Soon, my breathing was shallow enough to be mistaken for a sleeping woman's, and my eyes fluttered shut. A featherlight touch appeared on my cheek. "You ready to go, Tess?" The words tickled my ear, and I smiled.

"Hey, Will. I was wondering when you'd show up."

"You lived a year longer than I said you had to. I was expecting even longer." I could hear the smile in his voice.

"I wanted to beat you," I murmured.

Will chuckled, and I opened my eyes. "Of course you did, Tess."

His eyes were still the same dark hue, still young and vibrant. Still him.

"I thought you'd be different somehow," I thought aloud.

Energy started seeping back into my body, and I felt airless. "Why would I be different?"

"Just 'cause."

Will smiled and I smiled, too, because I was exhilerated at the feeling of being around Will again. I looked at my feet, and found myself standing in knee-length grass, a golden color. "Where are we?" I asked.

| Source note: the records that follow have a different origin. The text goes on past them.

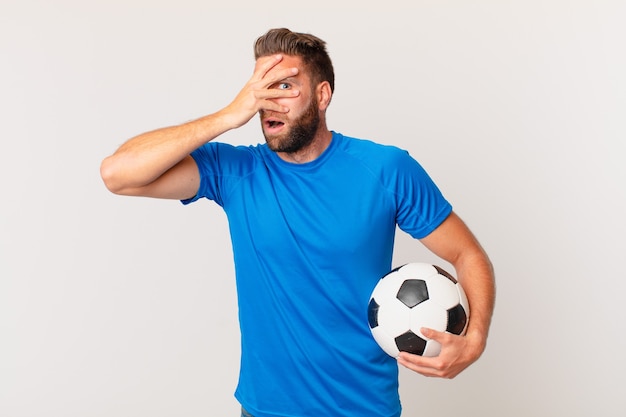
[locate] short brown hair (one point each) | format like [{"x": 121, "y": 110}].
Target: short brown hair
[{"x": 310, "y": 48}]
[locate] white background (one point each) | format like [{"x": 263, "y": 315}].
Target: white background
[{"x": 113, "y": 306}]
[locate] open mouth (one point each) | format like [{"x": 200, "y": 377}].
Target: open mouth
[{"x": 273, "y": 124}]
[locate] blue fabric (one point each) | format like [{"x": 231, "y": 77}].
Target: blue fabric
[{"x": 310, "y": 242}]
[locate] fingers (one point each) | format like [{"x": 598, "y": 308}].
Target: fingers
[
  {"x": 452, "y": 360},
  {"x": 265, "y": 70}
]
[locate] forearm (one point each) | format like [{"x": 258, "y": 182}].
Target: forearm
[
  {"x": 475, "y": 273},
  {"x": 144, "y": 158}
]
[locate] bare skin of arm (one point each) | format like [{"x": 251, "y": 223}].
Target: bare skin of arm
[
  {"x": 454, "y": 242},
  {"x": 157, "y": 163}
]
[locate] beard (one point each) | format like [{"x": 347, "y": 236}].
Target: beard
[{"x": 300, "y": 135}]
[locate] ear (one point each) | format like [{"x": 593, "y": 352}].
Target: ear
[{"x": 324, "y": 94}]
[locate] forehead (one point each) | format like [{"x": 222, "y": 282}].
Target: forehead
[{"x": 290, "y": 61}]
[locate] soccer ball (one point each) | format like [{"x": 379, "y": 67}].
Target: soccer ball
[{"x": 413, "y": 296}]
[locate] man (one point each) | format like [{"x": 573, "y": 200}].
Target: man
[{"x": 312, "y": 216}]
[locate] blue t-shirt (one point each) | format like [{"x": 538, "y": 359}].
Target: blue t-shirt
[{"x": 310, "y": 242}]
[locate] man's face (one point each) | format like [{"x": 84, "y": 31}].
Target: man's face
[{"x": 292, "y": 131}]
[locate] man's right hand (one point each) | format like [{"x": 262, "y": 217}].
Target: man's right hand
[{"x": 257, "y": 94}]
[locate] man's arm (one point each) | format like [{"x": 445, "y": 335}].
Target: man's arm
[
  {"x": 455, "y": 243},
  {"x": 157, "y": 163}
]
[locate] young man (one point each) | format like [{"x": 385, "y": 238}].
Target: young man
[{"x": 312, "y": 216}]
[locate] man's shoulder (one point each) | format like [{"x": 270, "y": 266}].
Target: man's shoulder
[{"x": 369, "y": 150}]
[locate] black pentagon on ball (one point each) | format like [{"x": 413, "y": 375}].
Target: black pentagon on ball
[
  {"x": 372, "y": 313},
  {"x": 410, "y": 342},
  {"x": 457, "y": 318},
  {"x": 413, "y": 292}
]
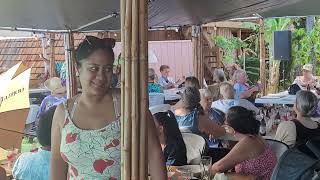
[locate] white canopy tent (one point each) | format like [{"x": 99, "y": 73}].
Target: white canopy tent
[{"x": 83, "y": 15}]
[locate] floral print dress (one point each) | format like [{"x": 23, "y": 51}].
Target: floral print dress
[{"x": 91, "y": 154}]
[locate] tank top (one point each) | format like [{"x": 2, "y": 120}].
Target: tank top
[{"x": 91, "y": 154}]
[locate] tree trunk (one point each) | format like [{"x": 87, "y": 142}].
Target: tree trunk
[
  {"x": 274, "y": 75},
  {"x": 309, "y": 26}
]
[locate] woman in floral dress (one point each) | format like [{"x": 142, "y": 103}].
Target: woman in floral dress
[{"x": 86, "y": 129}]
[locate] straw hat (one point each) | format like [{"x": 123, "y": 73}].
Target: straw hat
[
  {"x": 55, "y": 86},
  {"x": 308, "y": 67}
]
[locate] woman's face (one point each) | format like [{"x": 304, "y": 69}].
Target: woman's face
[
  {"x": 242, "y": 78},
  {"x": 95, "y": 73},
  {"x": 165, "y": 72}
]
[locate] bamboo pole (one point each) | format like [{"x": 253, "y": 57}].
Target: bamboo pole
[
  {"x": 262, "y": 58},
  {"x": 197, "y": 53},
  {"x": 143, "y": 37},
  {"x": 127, "y": 104},
  {"x": 134, "y": 89},
  {"x": 123, "y": 70},
  {"x": 70, "y": 64},
  {"x": 52, "y": 63},
  {"x": 135, "y": 75}
]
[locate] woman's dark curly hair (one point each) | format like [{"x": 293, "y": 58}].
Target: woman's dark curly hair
[{"x": 243, "y": 120}]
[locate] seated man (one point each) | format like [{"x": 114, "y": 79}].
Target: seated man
[
  {"x": 227, "y": 100},
  {"x": 242, "y": 89},
  {"x": 35, "y": 165},
  {"x": 307, "y": 79},
  {"x": 165, "y": 81}
]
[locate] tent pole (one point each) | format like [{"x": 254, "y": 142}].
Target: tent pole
[
  {"x": 70, "y": 64},
  {"x": 52, "y": 69},
  {"x": 197, "y": 53},
  {"x": 262, "y": 58}
]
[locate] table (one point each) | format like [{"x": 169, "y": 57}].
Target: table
[{"x": 279, "y": 98}]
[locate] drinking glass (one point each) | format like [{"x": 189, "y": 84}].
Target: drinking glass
[{"x": 205, "y": 164}]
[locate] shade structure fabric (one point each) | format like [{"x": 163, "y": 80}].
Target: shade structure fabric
[
  {"x": 14, "y": 105},
  {"x": 104, "y": 15},
  {"x": 294, "y": 8}
]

He smiled. "Heaven. I've been watching you guys from up here, just to let you know."

I twirled in a circle, smiling, the grass moving around my calves. I stopped abrutly. "Did I ever tell you I loved you?"

Will had his hands in his pockets, and was now staring at his toes like I had. "No, but I knew, once I'd gone."

I grinned, and held out my arm. "Well, let's go, Sydney Carton."

Will glanced up, looked at my outstreched arm, and then we were off running, teenagers again with no worries in the world.